This question might be too detailed for this forum, but I could not find a mailing list for duktape. Maybe this question will be useful for others trying to get duktape running on more obscure hardware.
I am trying to get duktape to work on an old ColdFire CPU, using an OLD gcc compiler (2.95.3). The board has limited resources (flash/RAM) but I seem to have enough of both. I must live with the old compiler.
I believe the duk_config.h is calculating the right options regarding endianness, etc. I am using a number of the duktape options to reduce code and data size. I have successfully used the same configuration on 64 and 32 bit Ubuntu and it works fine.
The "properties string" that is formed and set in duk_hthread_create_builtin_objects() is:
"bb u pnRHSBOL p2 a8 generic linux gcc" which seems correct (not sure of the effect of the "generic" tag for architecture).
I am getting a failure when calling duk_create_heap(). I have isolated the problem to a what I believe is a JS compile error related to duk_initjs. If I undef DUK_USE_BUILTIN_INITJS, initialization works. The error is a syntax error (not sure where yet). By running "strings" on my executable, I can see that the javascript program source string is there. As a side issue, when this error occurs, the longjmp doesn't work (setjmp never called?) so my fatal handler gets called, but I don't care about for now.
I thought it might be my small C stack (as it appears the js compiler uses recursion) but making the stack much larger didn't help.
I am starting to dig into the JS compiler, but this must be an issue with the architecture or my environment. Any suggestions appreciated!
EDIT: I just now noticed a post of a similar issue, and there was a request to repeat with "-DDUK_OPT_DEBUG -DDUK_OPT_DPRINT -DDUK_OPT_ASSERTIONS -DDUK_OPT_SELF_TESTS" I will try to use these options (if possible, I am very close to a relocation limit on my executable).

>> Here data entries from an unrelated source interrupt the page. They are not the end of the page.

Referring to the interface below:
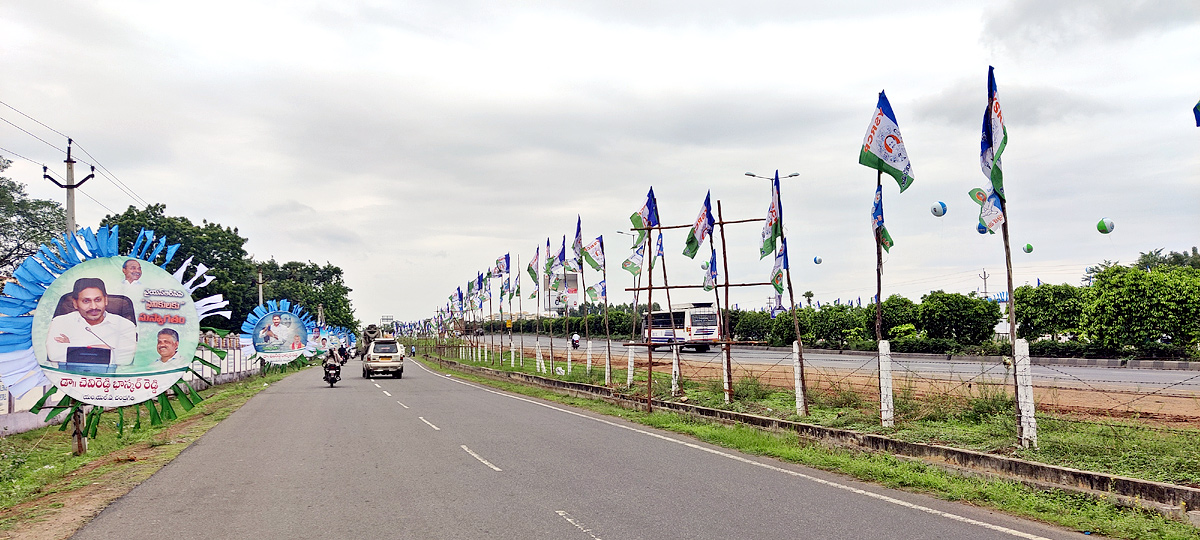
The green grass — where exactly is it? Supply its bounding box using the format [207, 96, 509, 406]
[421, 342, 1200, 486]
[418, 354, 1200, 540]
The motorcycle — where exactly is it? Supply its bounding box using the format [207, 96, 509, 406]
[571, 337, 580, 350]
[323, 362, 341, 387]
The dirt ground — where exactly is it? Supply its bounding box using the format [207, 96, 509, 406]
[670, 358, 1200, 426]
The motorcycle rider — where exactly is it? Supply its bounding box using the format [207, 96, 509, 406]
[571, 332, 580, 349]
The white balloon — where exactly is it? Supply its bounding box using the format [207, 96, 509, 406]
[931, 201, 947, 217]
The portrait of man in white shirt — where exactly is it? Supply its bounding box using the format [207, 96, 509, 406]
[45, 277, 138, 366]
[259, 314, 294, 346]
[156, 328, 180, 364]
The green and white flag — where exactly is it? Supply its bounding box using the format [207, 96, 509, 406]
[629, 187, 660, 247]
[585, 284, 599, 303]
[682, 191, 715, 259]
[621, 241, 645, 276]
[858, 90, 914, 192]
[760, 172, 783, 259]
[770, 239, 787, 294]
[583, 236, 605, 271]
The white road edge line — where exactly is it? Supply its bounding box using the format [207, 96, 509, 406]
[383, 390, 392, 397]
[374, 383, 381, 388]
[397, 401, 409, 408]
[556, 510, 602, 540]
[461, 445, 502, 472]
[418, 416, 441, 430]
[414, 360, 1051, 540]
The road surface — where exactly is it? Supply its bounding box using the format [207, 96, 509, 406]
[74, 357, 1084, 539]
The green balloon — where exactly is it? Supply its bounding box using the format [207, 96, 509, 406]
[1023, 244, 1033, 253]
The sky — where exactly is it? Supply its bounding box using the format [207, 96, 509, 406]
[2, 1, 1198, 324]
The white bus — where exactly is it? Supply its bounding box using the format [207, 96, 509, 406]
[644, 302, 721, 352]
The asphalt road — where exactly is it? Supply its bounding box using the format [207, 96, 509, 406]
[74, 358, 1084, 540]
[484, 334, 1200, 394]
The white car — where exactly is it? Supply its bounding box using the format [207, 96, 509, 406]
[363, 338, 404, 378]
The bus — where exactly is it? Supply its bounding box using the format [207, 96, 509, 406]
[644, 302, 721, 352]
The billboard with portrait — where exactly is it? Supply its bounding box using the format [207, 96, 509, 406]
[29, 257, 199, 405]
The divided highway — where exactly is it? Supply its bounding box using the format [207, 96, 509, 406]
[74, 358, 1081, 539]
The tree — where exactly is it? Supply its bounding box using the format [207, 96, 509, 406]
[100, 204, 257, 331]
[734, 310, 770, 342]
[1083, 265, 1200, 350]
[1137, 247, 1200, 270]
[917, 290, 1001, 345]
[877, 294, 917, 340]
[260, 259, 358, 330]
[0, 156, 66, 274]
[802, 290, 814, 308]
[1013, 283, 1085, 340]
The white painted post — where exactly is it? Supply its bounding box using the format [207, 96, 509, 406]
[1015, 339, 1038, 448]
[671, 345, 680, 396]
[536, 341, 544, 373]
[793, 341, 804, 414]
[626, 346, 635, 386]
[586, 341, 593, 375]
[879, 340, 894, 428]
[725, 345, 734, 404]
[567, 343, 572, 375]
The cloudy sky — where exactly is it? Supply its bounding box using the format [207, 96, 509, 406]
[2, 1, 1198, 323]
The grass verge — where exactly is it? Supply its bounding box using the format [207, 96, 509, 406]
[432, 343, 1200, 487]
[420, 356, 1200, 540]
[0, 368, 297, 540]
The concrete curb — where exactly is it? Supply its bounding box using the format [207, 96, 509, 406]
[426, 356, 1200, 523]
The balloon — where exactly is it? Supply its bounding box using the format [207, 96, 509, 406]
[977, 223, 988, 234]
[813, 256, 822, 265]
[1023, 244, 1033, 253]
[931, 201, 947, 217]
[1097, 218, 1115, 234]
[700, 261, 709, 270]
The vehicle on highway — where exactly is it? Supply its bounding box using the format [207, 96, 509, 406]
[323, 360, 341, 387]
[363, 338, 404, 378]
[645, 302, 720, 352]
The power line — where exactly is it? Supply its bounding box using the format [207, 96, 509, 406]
[2, 145, 118, 215]
[0, 115, 65, 154]
[0, 101, 150, 208]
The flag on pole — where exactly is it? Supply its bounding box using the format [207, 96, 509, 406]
[513, 268, 520, 297]
[703, 249, 718, 292]
[651, 231, 664, 270]
[551, 236, 565, 272]
[495, 254, 509, 276]
[621, 242, 645, 275]
[572, 216, 584, 270]
[770, 238, 788, 294]
[859, 91, 914, 192]
[981, 66, 1008, 200]
[872, 184, 894, 252]
[759, 171, 783, 259]
[585, 284, 599, 303]
[1193, 98, 1199, 127]
[682, 191, 715, 259]
[969, 186, 1005, 233]
[528, 246, 539, 282]
[583, 236, 605, 271]
[630, 187, 660, 247]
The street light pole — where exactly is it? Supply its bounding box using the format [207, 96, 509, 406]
[745, 170, 808, 416]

There was a bug in 1.4.0 release (https://github.com/svaarala/duktape/pull/550) which caused duk_config.h to incorrectly end up with an unpacked value representation even when the architecture supported packed representation. This might be an issue in your case - try adding and explicit -DDUK_OPT_PACKED_TVAL (which forces Duktape to use packed representation) to see if it helps.